SPARK PLASMA SYNTHESIS AND TRIBOLOGY OF MAX PHASE AND CERAMIC COMPOSITES

Synthesis and tribological behaviour of metallo-ceramics and a particulate ceramic composite have been investigated. The microscale deformation mechanisms and effects of intrinsic lubricity of Ti-based MAX phases on their friction and wear behaviour has been investigated. The role of phase transformation toughening and thermal expansion mismatch on the microstructure and wear properties of a TiC particulate-reinforced ceramic composite have been investigated.

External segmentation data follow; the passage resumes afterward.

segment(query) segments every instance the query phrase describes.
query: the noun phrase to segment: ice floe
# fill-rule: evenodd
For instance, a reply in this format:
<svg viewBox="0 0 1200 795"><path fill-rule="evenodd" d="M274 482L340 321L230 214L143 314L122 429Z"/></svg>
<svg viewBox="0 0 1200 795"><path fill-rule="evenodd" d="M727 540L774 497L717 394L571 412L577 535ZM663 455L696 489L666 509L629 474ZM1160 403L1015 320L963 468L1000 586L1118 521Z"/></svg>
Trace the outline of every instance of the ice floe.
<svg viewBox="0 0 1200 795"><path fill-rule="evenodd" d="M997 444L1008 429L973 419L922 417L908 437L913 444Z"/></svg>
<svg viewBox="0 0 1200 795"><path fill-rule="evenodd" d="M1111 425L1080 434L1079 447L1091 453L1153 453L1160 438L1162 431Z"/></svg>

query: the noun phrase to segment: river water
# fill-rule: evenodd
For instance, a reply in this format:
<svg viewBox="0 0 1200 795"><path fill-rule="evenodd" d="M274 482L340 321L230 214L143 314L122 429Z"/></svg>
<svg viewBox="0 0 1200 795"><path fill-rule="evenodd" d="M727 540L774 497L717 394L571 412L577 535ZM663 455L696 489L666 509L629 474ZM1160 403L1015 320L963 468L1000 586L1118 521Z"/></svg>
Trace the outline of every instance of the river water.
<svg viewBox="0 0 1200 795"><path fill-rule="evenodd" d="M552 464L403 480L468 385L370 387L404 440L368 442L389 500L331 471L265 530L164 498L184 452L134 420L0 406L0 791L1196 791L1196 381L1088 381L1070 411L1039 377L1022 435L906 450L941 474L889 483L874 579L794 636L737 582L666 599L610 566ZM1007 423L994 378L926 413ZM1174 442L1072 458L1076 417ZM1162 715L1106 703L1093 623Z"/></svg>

The transition in friction and wear observed in MAX phases from low friction and low wear regimes to high friction and high wear regimes was found to the linked to the formation of tribofilms consisting of rutile (TiO2), titanium oxycarbide (TiOXCY) and graphitic carbon. The low friction and wear regime prior to transition is due to the evolution of easy-shear graphitic material formed at the sliding surface intrinsically. The spallation of the non-adherent frictional heating-induced tribofilms (rutile and oxycarbide) generated over time at the sliding surface led to the transition in friction and wear. The spalled tribofilm constituted an abrasive third-body that led to the removal of the lubricious graphitic layer. The contact between the tribocouple following the removal of the graphitic layer led to the initiation of a series of energy absorbing microscale deformation mechanisms followed by the eventual grain pull-outs and fracture, thus the high friction and wear post transition. An intriguing feature also observed was that the fracture surface can self-heal once the fractured grains becomes pulverized, oxidized and smeared along the sliding direction over time. The healed sliding surface creates a smooth surface necessary for graphitization to bring about a further transition in friction from a high friction regime to a low friction regime. For the Al-based MAX phases, due to their superior oxidation resistance as compared to the Si-based MAX phases, the initiation of graphitization and/or oxidation of the sliding surface took longer and as such the transition in friction and wear proceeded from an initially high friction and wear regime to a low friction and wear regime. Further, due to the larger grain size of the Al-based MAX phases as compared to their Si-based counterpart, this makes them much more susceptible to sliding-induced deformation.
Ancillary TiC formed in situ and/or intentionally added to the Ti3SiC2 matrix was found to be beneficial to the tribological behaviour of the Ti3SiC2 MAX phase. The presence of TiC as particles in the Ti3SiC2 matrix enhances the tribological behaviour of Ti3SiC2 MAX phase by improving its oxidation resistance thereby delaying the deleterious formation of non-adherent rutile as well as acting as load bearing element to further shield the surrounding Ti3SiC2 matrix. Also, TiC particles in the matrix acts as reinforcement for the weak Ti3SiC2 grain boundaries by impeding grain pull-out as well as inhibiting the propagation of kink-bands (KB) - a deleterious grain-scale deformation mechanism.
The low friction and wear of the monolithic titanium carbide disc was found to be linked to frictional heating-induced tribo-oxidation product preventing direct ball-to-disc contact. As tribo-oxidation product rutile (TiO2) is non-adherent, it was easily scraped-off by the Al2O3 ball, leading to the eventual contact between the Al2O3 ball and the TiC sliding surface as evident by the evolution of wear grooves and surface fracture. A wear mechanism involving “oxidation-scrape-re-oxidation” is proposed for the TiC/Al2O3 tribocouple.
TiC containing 30 and 50 mol.% SiC particulates exhibited high friction and wear rates against alumina albeit superior fracture toughness in comparison to monolithic TiC. The lower wear resistance is believed to be a result of the incipient stress relaxation caused by the superposition of tensile stress during the sliding contact unto the inherent residual stresses in the composite system. Stress relaxation led to Ti–C bond degradation followed by a systematic mechanical exfoliation of carbon from TiC. A wear mechanism involving the nucleation and propagation of ripplocations – a deformation micromechanism – is proposed for the first time for the SiC-particulate/TiC-matrix ceramic composite.